Due to the good weather that was experienced this spring, the cows were out to pasture since the middle of March, much to Tom’s delight, “It’s been great, a real treat, he smiled.
As well as fluctuating milk prices, tough cattle prices and the threat of Brexit, Tom said that the weather is something that he finds most challenging.
Commenting on the disastrous weather experienced in Ireland last year he said, “I could have sold up but I was determined not to. It’s awful easy to give up but it can’t rain forever”.
The setback was felt across the country at the time, but the Dingle man’s love for farming and the encouragement from his family were enough to see him through.
The Slatterys have a six-unit DeLaval herringbone parlour, but not for long, as always, Tom is looking at the bigger picture.
They plan to install a new twelve-unit parlour at the end of the year to go with the new tank that was installed a couple of years ago.
“Hopefully, by the time I’m thirty, I’d have 100 cows and I’d be looking into a cow management system or a MooMonitor and drafting out system at the parlour,” he explained.
The cows are currently on a 21- day grazing rotation and Tom said that he will start measuring growth as he has been operating on the knowledge that has been instilled in him up until now.

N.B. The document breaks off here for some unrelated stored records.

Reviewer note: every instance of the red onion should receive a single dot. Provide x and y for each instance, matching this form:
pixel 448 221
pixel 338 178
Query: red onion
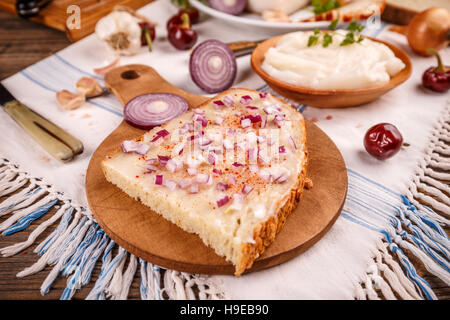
pixel 193 189
pixel 228 100
pixel 133 146
pixel 221 186
pixel 219 120
pixel 202 178
pixel 234 7
pixel 223 201
pixel 184 183
pixel 218 104
pixel 172 185
pixel 163 160
pixel 212 159
pixel 245 123
pixel 292 142
pixel 246 100
pixel 192 171
pixel 227 144
pixel 247 189
pixel 153 109
pixel 238 200
pixel 213 66
pixel 232 179
pixel 158 179
pixel 264 174
pixel 150 168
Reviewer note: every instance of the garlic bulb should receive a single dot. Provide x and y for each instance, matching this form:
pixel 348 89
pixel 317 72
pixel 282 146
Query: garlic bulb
pixel 120 31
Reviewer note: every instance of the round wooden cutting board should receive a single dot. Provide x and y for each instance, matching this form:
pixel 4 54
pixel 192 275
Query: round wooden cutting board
pixel 147 235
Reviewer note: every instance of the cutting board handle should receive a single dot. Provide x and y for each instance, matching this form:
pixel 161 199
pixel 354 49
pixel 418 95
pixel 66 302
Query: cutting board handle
pixel 130 81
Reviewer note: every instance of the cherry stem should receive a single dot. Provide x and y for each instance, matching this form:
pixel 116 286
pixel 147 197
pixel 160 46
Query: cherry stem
pixel 148 38
pixel 185 21
pixel 440 67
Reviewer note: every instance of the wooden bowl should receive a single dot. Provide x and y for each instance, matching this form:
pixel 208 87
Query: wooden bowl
pixel 329 98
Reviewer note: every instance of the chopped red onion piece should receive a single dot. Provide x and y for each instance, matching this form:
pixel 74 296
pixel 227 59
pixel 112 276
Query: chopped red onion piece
pixel 212 158
pixel 228 100
pixel 223 201
pixel 201 119
pixel 263 122
pixel 221 186
pixel 261 139
pixel 238 201
pixel 219 120
pixel 172 185
pixel 264 174
pixel 247 189
pixel 133 146
pixel 232 179
pixel 246 100
pixel 192 171
pixel 193 189
pixel 237 165
pixel 292 142
pixel 158 179
pixel 173 165
pixel 150 168
pixel 202 178
pixel 163 160
pixel 227 144
pixel 184 183
pixel 251 154
pixel 218 104
pixel 282 178
pixel 246 123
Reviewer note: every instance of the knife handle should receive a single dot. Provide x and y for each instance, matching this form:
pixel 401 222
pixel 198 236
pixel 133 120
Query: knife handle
pixel 60 144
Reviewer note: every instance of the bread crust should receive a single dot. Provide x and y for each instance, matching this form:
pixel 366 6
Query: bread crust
pixel 264 233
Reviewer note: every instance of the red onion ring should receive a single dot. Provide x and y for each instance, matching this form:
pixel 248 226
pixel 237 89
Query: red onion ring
pixel 213 66
pixel 235 8
pixel 153 109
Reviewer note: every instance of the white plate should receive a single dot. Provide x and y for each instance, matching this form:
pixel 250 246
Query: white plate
pixel 250 19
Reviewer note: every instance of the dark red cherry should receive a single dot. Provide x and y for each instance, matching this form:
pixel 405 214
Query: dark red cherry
pixel 383 141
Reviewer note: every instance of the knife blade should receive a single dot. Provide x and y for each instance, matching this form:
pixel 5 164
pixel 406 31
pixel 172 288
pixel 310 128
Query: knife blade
pixel 56 141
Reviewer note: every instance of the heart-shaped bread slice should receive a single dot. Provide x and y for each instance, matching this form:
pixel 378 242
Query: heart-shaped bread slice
pixel 230 171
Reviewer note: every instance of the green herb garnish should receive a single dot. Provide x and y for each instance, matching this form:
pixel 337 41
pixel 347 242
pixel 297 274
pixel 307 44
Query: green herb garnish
pixel 312 40
pixel 327 39
pixel 333 25
pixel 324 6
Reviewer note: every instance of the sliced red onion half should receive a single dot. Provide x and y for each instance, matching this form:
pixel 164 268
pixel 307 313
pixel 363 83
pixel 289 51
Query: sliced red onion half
pixel 213 66
pixel 234 7
pixel 153 109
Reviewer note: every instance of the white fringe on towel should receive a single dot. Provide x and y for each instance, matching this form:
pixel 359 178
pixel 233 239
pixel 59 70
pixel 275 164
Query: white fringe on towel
pixel 404 223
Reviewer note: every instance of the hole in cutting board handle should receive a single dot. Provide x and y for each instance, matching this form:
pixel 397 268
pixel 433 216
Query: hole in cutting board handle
pixel 130 75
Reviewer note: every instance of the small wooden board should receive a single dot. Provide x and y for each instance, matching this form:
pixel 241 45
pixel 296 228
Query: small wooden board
pixel 149 236
pixel 55 13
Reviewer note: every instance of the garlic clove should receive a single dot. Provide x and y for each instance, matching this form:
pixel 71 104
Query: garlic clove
pixel 68 100
pixel 89 87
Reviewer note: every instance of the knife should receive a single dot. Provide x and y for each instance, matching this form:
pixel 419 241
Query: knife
pixel 57 142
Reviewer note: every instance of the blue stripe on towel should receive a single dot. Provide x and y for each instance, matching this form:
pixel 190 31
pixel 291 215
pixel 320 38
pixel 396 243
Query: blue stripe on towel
pixel 25 221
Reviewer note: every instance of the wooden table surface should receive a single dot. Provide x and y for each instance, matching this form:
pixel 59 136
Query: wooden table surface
pixel 23 43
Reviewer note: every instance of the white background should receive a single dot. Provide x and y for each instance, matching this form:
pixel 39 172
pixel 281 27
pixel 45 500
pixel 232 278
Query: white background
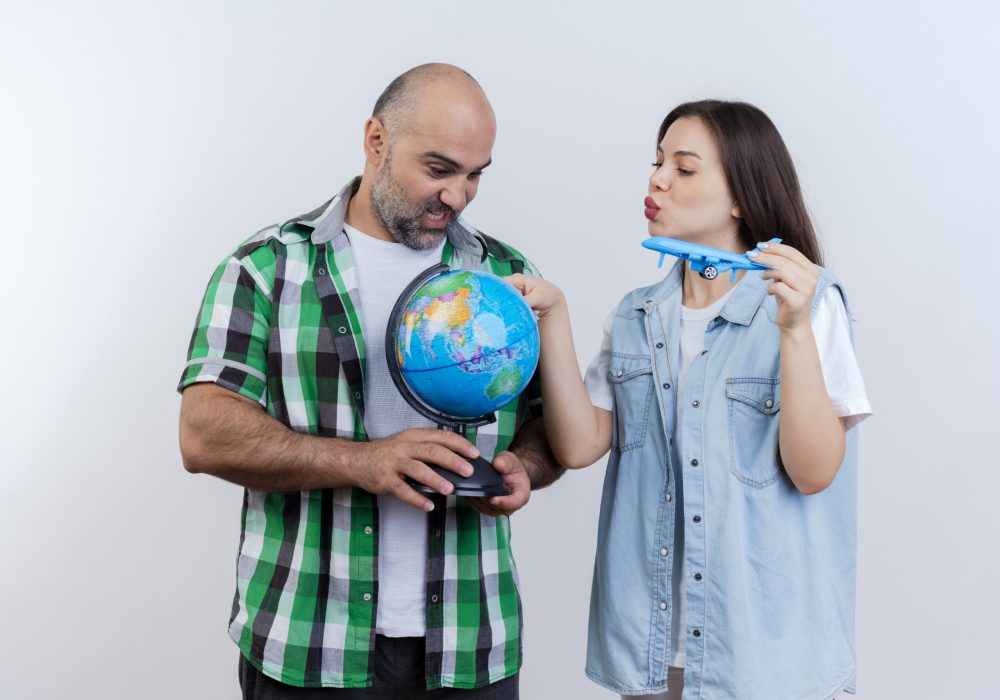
pixel 140 142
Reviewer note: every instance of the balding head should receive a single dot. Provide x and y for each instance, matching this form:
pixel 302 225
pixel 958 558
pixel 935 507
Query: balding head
pixel 426 145
pixel 402 104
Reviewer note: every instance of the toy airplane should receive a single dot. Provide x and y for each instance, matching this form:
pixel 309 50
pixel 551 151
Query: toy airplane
pixel 707 262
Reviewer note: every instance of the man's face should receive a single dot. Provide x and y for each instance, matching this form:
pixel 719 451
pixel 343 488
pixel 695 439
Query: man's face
pixel 431 172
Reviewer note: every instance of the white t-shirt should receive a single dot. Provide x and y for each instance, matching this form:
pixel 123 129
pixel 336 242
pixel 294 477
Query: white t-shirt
pixel 844 385
pixel 384 269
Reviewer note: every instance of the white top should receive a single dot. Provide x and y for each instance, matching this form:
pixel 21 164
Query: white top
pixel 844 386
pixel 384 269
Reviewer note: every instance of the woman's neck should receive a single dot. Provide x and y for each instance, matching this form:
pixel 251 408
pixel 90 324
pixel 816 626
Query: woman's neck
pixel 699 292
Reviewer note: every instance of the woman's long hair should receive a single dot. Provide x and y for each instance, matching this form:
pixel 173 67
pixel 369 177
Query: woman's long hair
pixel 760 173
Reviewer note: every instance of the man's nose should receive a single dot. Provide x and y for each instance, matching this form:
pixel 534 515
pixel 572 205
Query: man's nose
pixel 454 195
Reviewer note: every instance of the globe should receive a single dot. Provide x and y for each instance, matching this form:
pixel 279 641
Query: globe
pixel 466 343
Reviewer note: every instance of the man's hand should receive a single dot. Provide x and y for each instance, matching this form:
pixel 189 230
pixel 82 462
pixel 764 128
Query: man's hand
pixel 515 478
pixel 384 465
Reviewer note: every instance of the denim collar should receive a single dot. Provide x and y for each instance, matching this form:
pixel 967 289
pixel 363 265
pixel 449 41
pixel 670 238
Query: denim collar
pixel 746 299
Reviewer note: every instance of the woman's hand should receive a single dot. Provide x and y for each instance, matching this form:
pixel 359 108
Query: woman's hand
pixel 543 297
pixel 794 282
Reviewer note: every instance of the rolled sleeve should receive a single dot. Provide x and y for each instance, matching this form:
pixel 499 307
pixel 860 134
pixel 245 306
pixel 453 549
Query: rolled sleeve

Michael Slattery works full-time off-farm but he loves his machinery “The tractors are minded like babies” laughed his son, “we do plant hire our own baling and wrapping, we do our own slurry and reseeding. We do all our own work here,” he said.
As well as everybody doing their bit on the farm – grandmother Mary still loves working with the calves – both Tom and the farm have been given the space to evolve and grow.
"My dad is very open to change, explained Tom, he let me do the AI course and let me buy all the gear,” he added, noting that he is very lucky and thankful for that.
The forward-thinking young man is a member of Chorca Duibhne Macra in Dingle and enjoys going to the various events and meetings held by the club.
The advice that he would give to other young farmers is that “It is tough but you have to just keep moving."
There are so many things that Tom enjoys about farming that he finds it difficult to single out just one aspect; “I love getting up at six o' clock in the morning and going over for the cows, being out in the fresh air. I’m fit because I’m always walking."
"I love all of it really,” he concluded.